5:13 pm on Jan 30, 2008 (gmt 0)



I think the stats would be more meaningful to AdSense in general if your analysis covered a broad range of sites. Say, 20 different topics over a number of sectors (i.e., some electronics, some travel, some health, etc.)

Yes, and they'd need to be separate sites with targeted audiences, not just one umbrella site with a lot of topics (since the audience of, say, a general-interest directory or portal might not be as motivated to buy as the individual audiences of dedicated electronics, travel, health, etc. sites might be).

ddogg

8:52 pm on Jan 30, 2008 (gmt 0)

10+ Year Member



No doubt Google is taking more of the money.

Any of you have large sites where you are a large AdWords advertiser and a large AdSense publisher? If your eCPM is dropping, shouldn't your advertising costs on the content network be dropping as well? My costs are not dropping yet my eCPM has dropped, that makes no sense. I doubt it's smart pricing, my site is no worse than any in the content network and better than most. I as an advertiser should be paying less if AdSense publishers are making less. If I'm still paying the same, who's taking the money that publishers are losing?

europeforvisitors

9:03 pm on Jan 30, 2008 (gmt 0)



I as an advertiser should be paying less if AdSense publishers are making less.

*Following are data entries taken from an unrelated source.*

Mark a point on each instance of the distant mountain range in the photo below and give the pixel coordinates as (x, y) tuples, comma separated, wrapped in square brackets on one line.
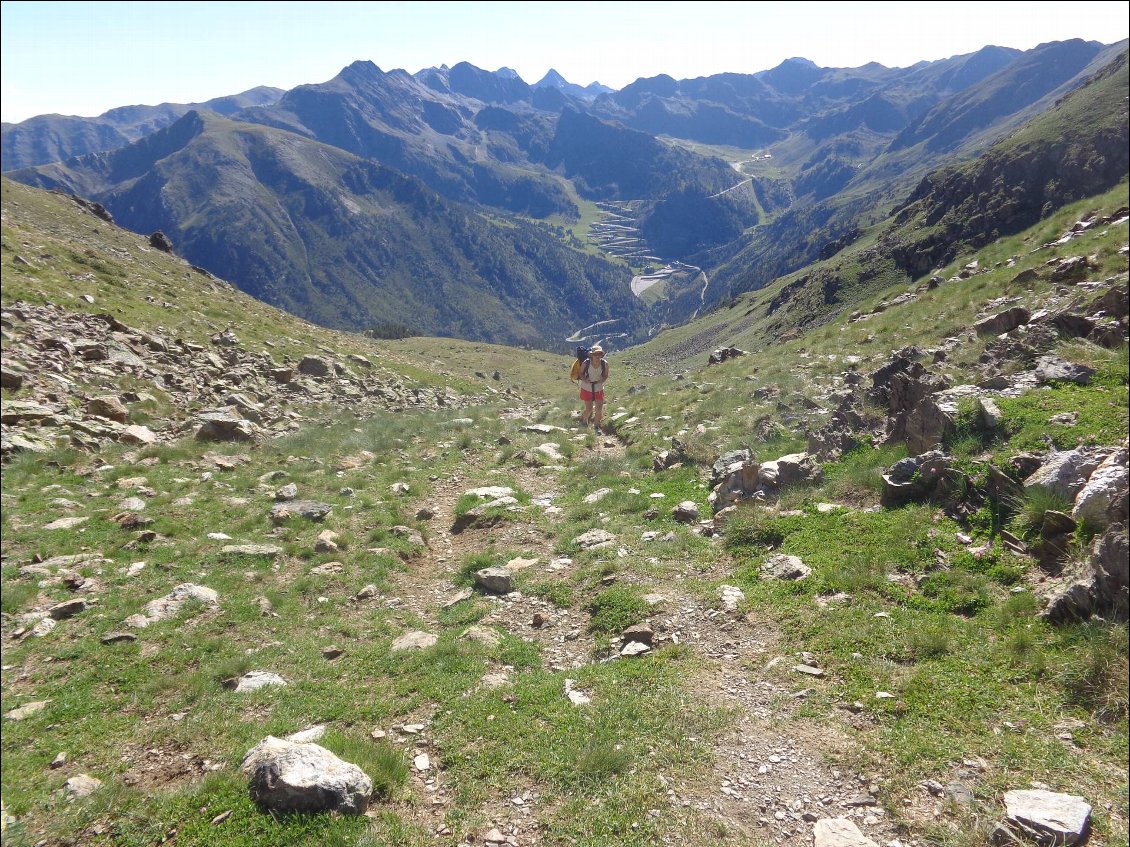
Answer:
[(450, 201)]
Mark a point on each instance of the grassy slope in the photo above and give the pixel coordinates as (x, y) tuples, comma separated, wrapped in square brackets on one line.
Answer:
[(74, 253)]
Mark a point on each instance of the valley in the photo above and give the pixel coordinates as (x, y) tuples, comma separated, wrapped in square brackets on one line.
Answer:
[(304, 541)]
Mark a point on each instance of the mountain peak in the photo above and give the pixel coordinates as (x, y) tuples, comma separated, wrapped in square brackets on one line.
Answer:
[(362, 70), (552, 78)]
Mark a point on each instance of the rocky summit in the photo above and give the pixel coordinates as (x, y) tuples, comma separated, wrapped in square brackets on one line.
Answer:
[(843, 564)]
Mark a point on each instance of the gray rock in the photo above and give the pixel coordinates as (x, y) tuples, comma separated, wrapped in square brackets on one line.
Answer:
[(686, 512), (118, 637), (80, 786), (309, 509), (171, 604), (839, 832), (225, 425), (1067, 473), (68, 609), (295, 777), (485, 636), (1102, 488), (414, 640), (110, 408), (784, 567), (137, 435), (1052, 369), (268, 550), (496, 581), (255, 680), (315, 366), (594, 540), (1048, 817), (640, 632), (1002, 321), (732, 596), (490, 492), (27, 709)]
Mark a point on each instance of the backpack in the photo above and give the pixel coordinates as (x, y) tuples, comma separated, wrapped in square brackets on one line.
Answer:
[(582, 356), (583, 368)]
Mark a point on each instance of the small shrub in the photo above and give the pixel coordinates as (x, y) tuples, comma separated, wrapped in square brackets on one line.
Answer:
[(956, 591), (388, 770), (474, 564), (559, 594), (930, 640), (616, 609)]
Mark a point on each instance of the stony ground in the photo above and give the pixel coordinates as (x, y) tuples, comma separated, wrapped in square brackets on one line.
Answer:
[(772, 777)]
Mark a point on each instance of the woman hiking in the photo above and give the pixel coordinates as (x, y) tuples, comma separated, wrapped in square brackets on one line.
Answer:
[(593, 374)]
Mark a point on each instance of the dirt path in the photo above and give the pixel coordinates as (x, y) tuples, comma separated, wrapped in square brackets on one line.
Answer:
[(771, 778)]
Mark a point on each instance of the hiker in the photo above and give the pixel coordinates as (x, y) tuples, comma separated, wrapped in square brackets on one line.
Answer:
[(593, 374)]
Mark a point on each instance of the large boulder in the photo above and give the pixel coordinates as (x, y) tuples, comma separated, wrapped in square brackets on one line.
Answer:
[(933, 419), (913, 478), (1049, 818), (839, 832), (1067, 472), (295, 777), (226, 425), (735, 477), (1002, 321), (1103, 486)]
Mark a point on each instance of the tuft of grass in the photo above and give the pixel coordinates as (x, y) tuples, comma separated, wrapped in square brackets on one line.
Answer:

But "AdSense publishers" as a group aren't making less. Some are making less, some are making more, and some are staying about the same.

What's more, the fact that you're spending the same (or more) on ads while your publisher income is decreasing is meaningless unless you're buying and running the same ads on the same pages. Consider, too, that you may be a victim of low quality scores on the AdWords side and smart pricing on the publisher side (not an unreasonable assumption, if you're engaged in click arbitrage).

jomaxx

9:11 pm on Jan 30, 2008 (gmt 0)

WebmasterWorld Senior Member 10+ Year Member



EPC for my main site was slightly higher in 2007 than in 2006, and slightly higher in 2006 than in 2005. So, as always, YMMV.

One factor that may be significant is that this site's EPC is in the medium-low range. I would think it possible that sites targeting high-value clicks have seen a gradual decline for various reasons.

kidder

12:27 am on Feb 6, 2008 (gmt 0)

WebmasterWorld Senior Member 10+ Year Member



Yeah greed might be a reason - Google being just a little greedy.